2019-02-16

脳細胞を元気にする 

人生改良計画 ③-1

妄想は時間の無駄


役に立たない思考、実行できない思考、自分を悲しませる思考、落ち込ませる思考、混乱させる思考など、思考にはいくらでもあります。これらをまとめて、妄想といいます。データに支えられていないから妄想というのです。


たとえば「自分はダメな人間だ」と思っている人がいるとしましょう。なぜ「ダメだ」と考えるのでしょうか?
何かをやってそれがうまくいかなかった。
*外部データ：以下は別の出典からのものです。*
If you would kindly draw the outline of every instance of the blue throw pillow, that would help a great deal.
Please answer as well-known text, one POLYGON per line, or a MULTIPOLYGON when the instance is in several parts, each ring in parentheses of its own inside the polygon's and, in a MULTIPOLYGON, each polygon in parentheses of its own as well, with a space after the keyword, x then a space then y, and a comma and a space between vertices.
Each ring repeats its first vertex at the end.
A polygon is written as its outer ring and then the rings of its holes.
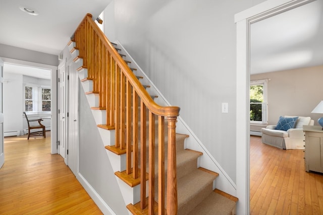
POLYGON ((279 121, 275 128, 276 130, 287 130, 290 128, 294 128, 295 124, 298 117, 279 117, 279 121))

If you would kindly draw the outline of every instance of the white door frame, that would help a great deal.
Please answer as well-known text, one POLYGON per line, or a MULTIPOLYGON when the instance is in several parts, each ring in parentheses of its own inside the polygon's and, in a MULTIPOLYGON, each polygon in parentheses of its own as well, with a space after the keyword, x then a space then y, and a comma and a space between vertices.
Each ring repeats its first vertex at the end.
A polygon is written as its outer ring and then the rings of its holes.
POLYGON ((250 214, 250 25, 314 0, 268 0, 237 14, 237 214, 250 214), (244 90, 243 90, 244 89, 244 90))
POLYGON ((58 153, 64 159, 64 162, 67 165, 67 139, 68 137, 68 119, 67 119, 67 67, 66 59, 62 60, 58 67, 58 76, 59 79, 57 81, 58 91, 59 92, 59 100, 58 100, 58 140, 59 144, 58 146, 58 153), (62 68, 64 68, 64 72, 61 74, 62 68), (59 80, 60 81, 59 81, 59 80), (61 86, 62 85, 62 86, 61 86), (63 92, 62 92, 63 87, 63 92))
POLYGON ((1 57, 5 63, 24 65, 50 70, 51 96, 50 109, 50 154, 57 154, 57 66, 16 59, 1 57))
POLYGON ((0 58, 0 169, 5 163, 4 145, 4 62, 0 58))
POLYGON ((68 99, 67 102, 67 111, 69 113, 67 124, 68 134, 67 137, 67 155, 68 166, 73 173, 77 176, 79 172, 79 85, 78 72, 76 63, 71 58, 67 64, 68 79, 67 94, 68 99))

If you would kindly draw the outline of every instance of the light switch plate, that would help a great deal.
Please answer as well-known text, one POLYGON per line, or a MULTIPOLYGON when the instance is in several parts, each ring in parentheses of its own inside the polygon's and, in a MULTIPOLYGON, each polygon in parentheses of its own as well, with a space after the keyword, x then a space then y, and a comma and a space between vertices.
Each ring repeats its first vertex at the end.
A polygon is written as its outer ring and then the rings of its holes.
POLYGON ((222 113, 228 113, 228 103, 222 103, 222 113))

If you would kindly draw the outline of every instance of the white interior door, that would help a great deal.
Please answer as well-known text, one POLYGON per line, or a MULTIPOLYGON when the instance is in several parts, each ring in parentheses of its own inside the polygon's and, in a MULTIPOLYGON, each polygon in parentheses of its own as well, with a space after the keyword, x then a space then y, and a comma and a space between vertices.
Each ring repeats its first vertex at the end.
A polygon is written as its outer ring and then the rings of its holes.
POLYGON ((66 61, 63 60, 59 65, 59 147, 58 152, 64 159, 67 165, 66 157, 66 61))
POLYGON ((74 62, 68 65, 69 79, 68 86, 68 163, 74 175, 78 172, 79 139, 78 139, 78 113, 79 113, 79 77, 74 62))
POLYGON ((0 59, 0 168, 5 163, 4 150, 4 61, 0 59))

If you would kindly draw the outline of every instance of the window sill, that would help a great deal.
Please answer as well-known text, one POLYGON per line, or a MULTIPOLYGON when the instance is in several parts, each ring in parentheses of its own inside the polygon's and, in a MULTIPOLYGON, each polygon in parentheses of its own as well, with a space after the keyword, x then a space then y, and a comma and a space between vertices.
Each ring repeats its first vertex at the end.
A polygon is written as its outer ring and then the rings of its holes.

それで、私はダメだと考えるからです。

でも、その「ダメ」というのはその人のすべてでしょうか?

何か失敗したといっても、それは長い人生のなかの、ある一つの出来事にすぎません。それに、自分がやることはなんでも成功するのでしょうか? 私たちはいろんなことにチャレンジしますが、実際に成功するのは千分の一、いや一万分の一ぐらいではないでしょうか。

なのに、ある一つの失敗だけを見て、「自分はダメだ」とすべてを否定して悩むのです。ですから、いかにこの思考が屁理屈で非合理的な思考かということがお分かりになるでしょう。

現実的に考えるなら、「これをやりましたが失敗しました。次にこれをやったらまあまあで、これがまたダメで、これはなんとかうまくいきました。でも次はまたダメで……」と、この連続なのです。

たとえば、仕事で大きなミスをしたとしましょう。たいていの人は「大変だ。取り返しのつかないことをやってしまった。やばい、どうしよう」とあれこれ悩んで混乱します。これでは落ち着いて問題に対処することなどできません。大騒ぎして何の役に立つでしょうか。

そこで、論理的にこう考えてみるのです。もしその問題が解決できるものなら、心を落ち着けて、解決できるよう努力すればいいでしょうし、もし解決できないものなら、「この仕事はうまくいかなかった。今はもうどうすることもできません。では、次の仕事にいきます」と瞬時に頭を切り替えて、次の仕事をしっかりやればよいのです。

このように、余計なことを考えずに、自分はダメだと妄想せずに、事実のところできれいにストップするなら、心は混乱しませんし、時間もずいぶん残るのです。思考を極力ケチると、ものすごく時間が残るのです。

「忙しい、時間がない」という人は、なぜ時間がないのかというと、たいてい妄想ばかりして時間を無駄に使っているからです。

たとえば、「あれもやらなくちゃ、これもやらなくちゃ。毎日、掃除と洗濯と料理だけで一日が終わってしまう」と、不平ばかりこぼしている家庭の奥さんは、なぜそんなに忙しいかというと、四六時中、無駄な妄想をしているからです。そのため、一つのことにあまりにも時間がかかってしまうのです。何も妄想せずに淡々と料理を作るのと、あれこれ妄想しながら作るのとでは、どちらが早いでしょうか? 当然、妄想しない方です。


『人生改良計画』スマナサーラ長老法話(文責:出村佳子)


どんな人でもスピーディに手際よく物事をやりたいでしょう。妄想さえしなければ、ものすごいスピードが生まれてきます。無駄が消え、仕事が早く進むのです。

そこで考えてみましょう。なぜ私たちは無駄なことをするのでしょうか? なぜ失敗するのでしょうか? なぜやり直しになるのでしょうか? なぜ一回できちんとできないのでしょうか?

すべて妄想のせいなのです。たとえば、ある会社に長年勤務している50歳の男性が、会社の改良のため、今まで一度もやったことのない仕事の分野にまわされたとしましょう。そうすると、はじめての仕事ですから、当然、何一つ分かりません。それでも今までの仕事の経験がありますから、たとえ仕事の内容が違っても、少々頑張れば一週間ぐらいで慣れるはずなのです。

しかし、そうはなりません。妄想して、前の仕事に戻りたいとか、こんな歳になってなんで新しい仕事を憶えなくてはいけないのかとか、もとの部署に戻りたいとか、あれこれ妄想します。

ですから一週間で憶えられる仕事が、何か月間もかかるのです。新しい仕事に適応できなければ、会社はいい顔をしません。だんだんお荷物扱いするようになるでしょう。